My #1 New Year's resolution?
To actually use the Kindle that has sat at the bottom of my closet shelf for the past four months and find books to replace my pastime of doom-scrolling on TikTok.
With a hardly touched TikTok app and five completed books in 2026, I decided to stray from my recent obsession with Stephen King novels and download Lucy Clarke's newly released psychological thriller, "The Castaways." The book's over 7,000 five-star reviews on Goodreads helped solidify my choice.
However, a week and 416 pages later, there's only one word I can use to describe the book: mediocre.
The book opens with two English sisters, Lori and Erin, who were set to board a flight to Limaji, a luxury island in the archipelago, from an airport in Fiji. A promising beginning — after all, who doesn't love a tropical setting?
Switching between Lori’s “then” and Erin's “now” chapters, I was quickly transported back-and-forth in time from two years ago when Lori took off from the Fiji airport, and in real-time, with Erin struggling to grasp the disappearance of flight FJ209, the same flight her sister boarded alone.
Erin's chapters, which were filled with her grief-ridden drinking problems and clear hatred for her journalist job in London, dragged on without any clue as to what happened to her sister and why Erin didn't board the plane with her to begin with.
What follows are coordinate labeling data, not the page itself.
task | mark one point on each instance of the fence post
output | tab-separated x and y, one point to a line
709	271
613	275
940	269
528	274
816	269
Every time I saw the name “Erin” at the beginning of a chapter, I had to mentally prepare myself to reread the next 15 pages over again because I could hardly concentrate on anything except how bored I was with her dialogue.
Despite my annoyance with Erin’s character, I found Lori’s chapters encapsulated the book's genre — thriller — which was the reason I started it in the first place.
From her palpable anxiety as she realizes her sister will leave her to travel alone on a small plane with only seven other passengers, to Lori’s horrific realization that the plane is going to crash, the tension among the passengers kept me reading page after page.
Although the constant changes in point of view and time period between Erin and Lori made it hard to follow the plot, I appreciated being able to read how both sisters were dealing with their respective crises.
After only a few chapters, Erin ends up back in Fiji to continue her obsession with figuring out what happened to her sister, all while promising her boss to write a story about recent developments in the flight disappearance.
Not only does Erin become insufferable as the book progresses, but she also very slowly begins to relive memories of the night before the flight disappeared. Rather than adding to the suspense, this only makes her seem like a liar withholding information that could be critical to the investigation of flight FJ209.
I spent most of my time reading, waiting for Erin to reveal something meaningful or profound to the plot, but she rarely added anything except fluff and depressing millennial clichés:
“I forgot about the microwave lasagna sweating on the kitchen side and eat cereal straight from the box, dry granola showering my chest as I push handfuls into my mouth, eyes on the screen, washed down with gulps of wine.”
As for Lori’s chapters, I became more intrigued as her storyline went on.
Lori single-handedly carried the entire book — a crash landing on a remote island in the Pacific and the tensions that came with being stranded.
Even though there were times when unnecessary love triangles and overly complex plot twists made the island plot feel like a dramatic episode of Love Island, I was impressed by how well Clarke depicted the emotions and the impending doom of the crash survivors.
I truly felt a sense of anxiety for Lori that kept me exhilarated while reading her chapters. From finding food and shelter to living on an island with complete strangers, I was hooked.
However, when I reached page 350, I began to feel as though I was reading the same thing over and over again.
With Erin's constant whining and borderline torturous, complaining behavior — with little to no consequences — as well as Lori’s day-by-day life on the island, the book started to just morph together into one large, predictable ending.
What started as a somewhat promising mystery novel turned into a series of ridiculous plotlines that couldn't end fast enough. Though I was intrigued enough by various parts of the book not to call it quits, this book will only be saved for mindless late-night reads, perfect for falling asleep.